In the years since, Meta executives have decided news just isn’t worth it and have throttled journalism on Facebook and other products, including Threads and Instagram. How bad is it? The Washington Post has conducted a data analysis (free link) showing that “the 25 most-cited news organizations in the United States lost 75 percent of their total user engagement on Facebook” between the first quarter of 2022 and the first quarter of 2024. It’s further evidence that news organizations’ business models shouldn’t be dependent on giant corporations with their own agendas.

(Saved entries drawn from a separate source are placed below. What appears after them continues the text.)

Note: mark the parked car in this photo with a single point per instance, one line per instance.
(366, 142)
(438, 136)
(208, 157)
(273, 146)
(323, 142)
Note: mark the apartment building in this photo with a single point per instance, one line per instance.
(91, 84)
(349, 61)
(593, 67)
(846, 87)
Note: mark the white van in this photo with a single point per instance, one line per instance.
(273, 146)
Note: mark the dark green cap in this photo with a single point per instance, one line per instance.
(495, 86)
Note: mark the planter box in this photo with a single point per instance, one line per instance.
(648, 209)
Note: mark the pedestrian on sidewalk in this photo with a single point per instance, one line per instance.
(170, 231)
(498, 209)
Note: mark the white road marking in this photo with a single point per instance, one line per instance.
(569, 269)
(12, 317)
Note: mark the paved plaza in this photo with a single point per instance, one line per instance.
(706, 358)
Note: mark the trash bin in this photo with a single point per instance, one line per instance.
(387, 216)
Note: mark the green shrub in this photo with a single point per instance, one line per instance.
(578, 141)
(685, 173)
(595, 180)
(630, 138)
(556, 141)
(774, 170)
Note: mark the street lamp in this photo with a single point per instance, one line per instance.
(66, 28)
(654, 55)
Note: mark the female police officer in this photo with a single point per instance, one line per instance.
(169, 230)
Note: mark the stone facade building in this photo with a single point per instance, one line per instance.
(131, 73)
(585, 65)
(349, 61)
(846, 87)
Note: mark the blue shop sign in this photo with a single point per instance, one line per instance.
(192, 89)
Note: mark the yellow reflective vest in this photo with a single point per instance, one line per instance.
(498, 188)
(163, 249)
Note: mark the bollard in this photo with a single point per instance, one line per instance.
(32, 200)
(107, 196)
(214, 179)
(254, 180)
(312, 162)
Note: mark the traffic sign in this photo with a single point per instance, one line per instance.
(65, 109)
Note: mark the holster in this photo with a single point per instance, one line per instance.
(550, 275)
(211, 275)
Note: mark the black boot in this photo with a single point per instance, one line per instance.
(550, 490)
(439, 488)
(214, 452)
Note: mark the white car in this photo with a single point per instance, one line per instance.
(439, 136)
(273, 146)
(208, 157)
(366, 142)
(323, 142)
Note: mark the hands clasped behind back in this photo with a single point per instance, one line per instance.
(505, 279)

• The WSJ will miss Murdoch. Axel Springer, the right-wing German media conglomerate that took over Politico in 2021, has its sights set on The Wall Street Journal, according to Ben Smith of Semafor. Rupert Murdoch, through his control of the Fox News Channel and other outlets on three continents, may be the most malignant media magnate on the planet. But he’s been a surprisingly good steward of the Journal, which after 17 years of his ownership remains one of our great newspapers. At 93, he won’t be in charge too much longer. And here’s a quote from Axel Springer CEO Mathias Döpfner that you might enjoy: “I’m all for climate change. We shouldn’t fight climate change but adjust to it.”
I’ll grant you that’s something you might see on the Journal’s editorial page even now. Murdoch, though, has been better about not letting that bleed into the news pages than Axel Springer might be.